Les jugements de Harel sur le refus attendu des soldats de servir dans les territoires sont porteurs d’espoir. L’une des réussites de la protestation est la légitimité qu’elle a conférée au refus de servir, pour la première fois dans l’histoire d’Israël. Il sera désormais plus difficile de qualifier les objecteurs de conscience de traîtres. On ne peut pas non plus ignorer le bénéfice qui pourrait résulter du fait de ne pas appeler les réservistes à servir dans les territoires [occupés depuis 1967]. Les territoires sont déjà saturés de soldats.

Voir des soldats assis jour et nuit à l’entrée des colonies illégales de Homesh et d’Evyatar, comme je l’ai fait cette semaine, suffit à faire exploser de rage. Voir les barrages routiers surgir sans rime ni raison, comme je l’ai vu cette semaine à l’entrée d’Anabta ou d’Emek Dotan, devant lesquels des centaines de voitures palestiniennes sont restées pendant des heures jusqu’à ce qu’ils soient enlevés sans raison, comme ils étaient apparus, c’est comprendre qu’il y a beaucoup trop de soldats qui s’ennuient dans les territoires.
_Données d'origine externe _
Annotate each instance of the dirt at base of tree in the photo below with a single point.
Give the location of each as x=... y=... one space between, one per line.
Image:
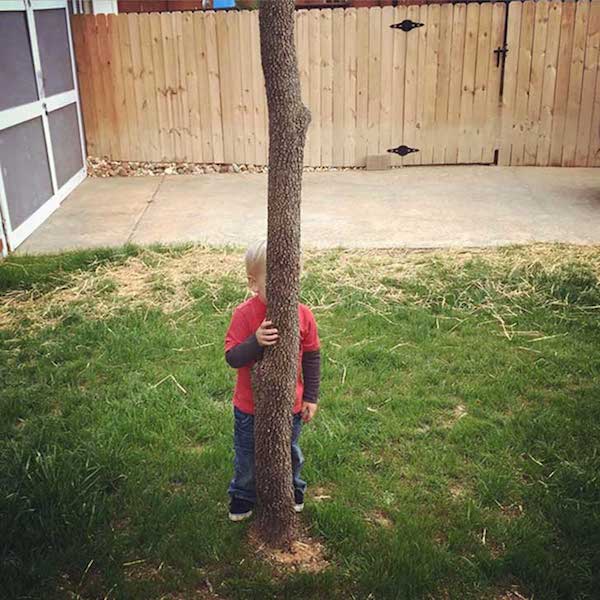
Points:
x=307 y=555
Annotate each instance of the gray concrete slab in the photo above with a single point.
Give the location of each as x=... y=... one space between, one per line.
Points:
x=411 y=207
x=100 y=212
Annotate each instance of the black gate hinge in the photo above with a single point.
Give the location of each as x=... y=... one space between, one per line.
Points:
x=501 y=52
x=403 y=150
x=406 y=25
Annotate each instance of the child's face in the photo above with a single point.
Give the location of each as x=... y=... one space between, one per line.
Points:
x=257 y=283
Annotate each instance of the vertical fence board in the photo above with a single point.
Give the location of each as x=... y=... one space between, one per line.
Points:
x=247 y=80
x=374 y=92
x=326 y=88
x=362 y=85
x=575 y=83
x=398 y=78
x=84 y=74
x=491 y=127
x=536 y=82
x=459 y=24
x=349 y=122
x=386 y=98
x=258 y=95
x=303 y=36
x=479 y=152
x=468 y=84
x=430 y=88
x=548 y=85
x=590 y=69
x=410 y=87
x=314 y=19
x=440 y=127
x=562 y=82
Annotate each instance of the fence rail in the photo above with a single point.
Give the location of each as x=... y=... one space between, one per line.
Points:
x=189 y=86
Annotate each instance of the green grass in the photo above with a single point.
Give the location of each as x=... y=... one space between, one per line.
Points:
x=459 y=403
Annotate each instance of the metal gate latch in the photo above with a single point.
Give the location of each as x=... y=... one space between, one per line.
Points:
x=406 y=25
x=403 y=150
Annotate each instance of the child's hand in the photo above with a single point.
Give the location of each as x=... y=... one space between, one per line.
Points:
x=309 y=410
x=265 y=335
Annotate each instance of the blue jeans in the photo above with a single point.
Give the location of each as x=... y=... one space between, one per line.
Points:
x=243 y=484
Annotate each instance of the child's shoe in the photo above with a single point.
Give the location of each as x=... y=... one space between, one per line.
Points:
x=240 y=509
x=298 y=501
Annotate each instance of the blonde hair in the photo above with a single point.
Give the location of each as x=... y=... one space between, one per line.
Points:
x=256 y=257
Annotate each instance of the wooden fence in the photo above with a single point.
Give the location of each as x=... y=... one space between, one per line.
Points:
x=189 y=86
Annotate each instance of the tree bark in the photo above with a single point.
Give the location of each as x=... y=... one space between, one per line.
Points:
x=274 y=377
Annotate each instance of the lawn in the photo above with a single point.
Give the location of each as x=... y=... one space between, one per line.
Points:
x=456 y=453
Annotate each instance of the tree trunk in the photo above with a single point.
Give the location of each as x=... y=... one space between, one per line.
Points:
x=274 y=377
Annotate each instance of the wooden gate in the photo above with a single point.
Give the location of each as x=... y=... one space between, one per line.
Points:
x=450 y=92
x=189 y=86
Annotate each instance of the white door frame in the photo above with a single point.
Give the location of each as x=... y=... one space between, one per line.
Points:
x=41 y=108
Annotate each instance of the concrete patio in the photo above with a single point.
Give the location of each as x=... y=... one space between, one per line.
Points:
x=415 y=207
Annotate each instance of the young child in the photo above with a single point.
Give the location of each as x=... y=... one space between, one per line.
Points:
x=245 y=340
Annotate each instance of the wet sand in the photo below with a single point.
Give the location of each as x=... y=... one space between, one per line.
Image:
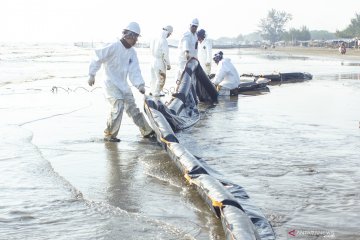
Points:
x=351 y=54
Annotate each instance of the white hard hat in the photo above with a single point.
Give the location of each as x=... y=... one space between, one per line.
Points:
x=195 y=22
x=133 y=27
x=168 y=28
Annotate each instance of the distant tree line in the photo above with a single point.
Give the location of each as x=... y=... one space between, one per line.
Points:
x=272 y=29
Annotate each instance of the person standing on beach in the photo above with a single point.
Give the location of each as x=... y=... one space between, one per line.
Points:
x=161 y=62
x=227 y=77
x=120 y=62
x=187 y=46
x=204 y=51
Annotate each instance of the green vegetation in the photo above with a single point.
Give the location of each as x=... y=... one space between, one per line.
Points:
x=272 y=27
x=353 y=30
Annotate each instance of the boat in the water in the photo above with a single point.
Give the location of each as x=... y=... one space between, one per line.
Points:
x=279 y=78
x=249 y=85
x=240 y=218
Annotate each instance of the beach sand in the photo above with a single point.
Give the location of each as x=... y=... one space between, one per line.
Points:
x=351 y=54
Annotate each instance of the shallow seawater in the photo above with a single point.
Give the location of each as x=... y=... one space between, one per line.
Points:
x=293 y=149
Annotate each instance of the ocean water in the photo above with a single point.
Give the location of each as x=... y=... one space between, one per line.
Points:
x=294 y=150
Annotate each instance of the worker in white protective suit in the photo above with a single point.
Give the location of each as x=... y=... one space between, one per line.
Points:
x=187 y=46
x=227 y=77
x=204 y=51
x=161 y=62
x=120 y=61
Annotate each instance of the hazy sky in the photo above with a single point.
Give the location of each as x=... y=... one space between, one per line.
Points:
x=103 y=20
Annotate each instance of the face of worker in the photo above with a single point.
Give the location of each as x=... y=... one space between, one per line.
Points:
x=132 y=39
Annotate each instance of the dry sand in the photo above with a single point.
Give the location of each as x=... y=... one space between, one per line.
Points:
x=351 y=54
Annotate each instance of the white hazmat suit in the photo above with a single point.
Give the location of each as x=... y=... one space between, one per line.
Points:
x=205 y=55
x=160 y=63
x=226 y=77
x=119 y=63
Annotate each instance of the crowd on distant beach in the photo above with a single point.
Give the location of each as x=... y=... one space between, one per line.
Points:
x=120 y=62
L’excès de puissance a toujours été l’un des problèmes d’Israël. L’excès de puissance l’a conduit à l’arrogance, à la vantardise et à des guerres inutiles et l’a empêché de reconnaître les limites de sa puissance et de rechercher des alternatives. Peut-être que, par inadvertance, Israël fera ce qu’il faut et que nous aurons désormais une armée plus petite et plus intelligente, qui sera peut-être même un peu plus morale.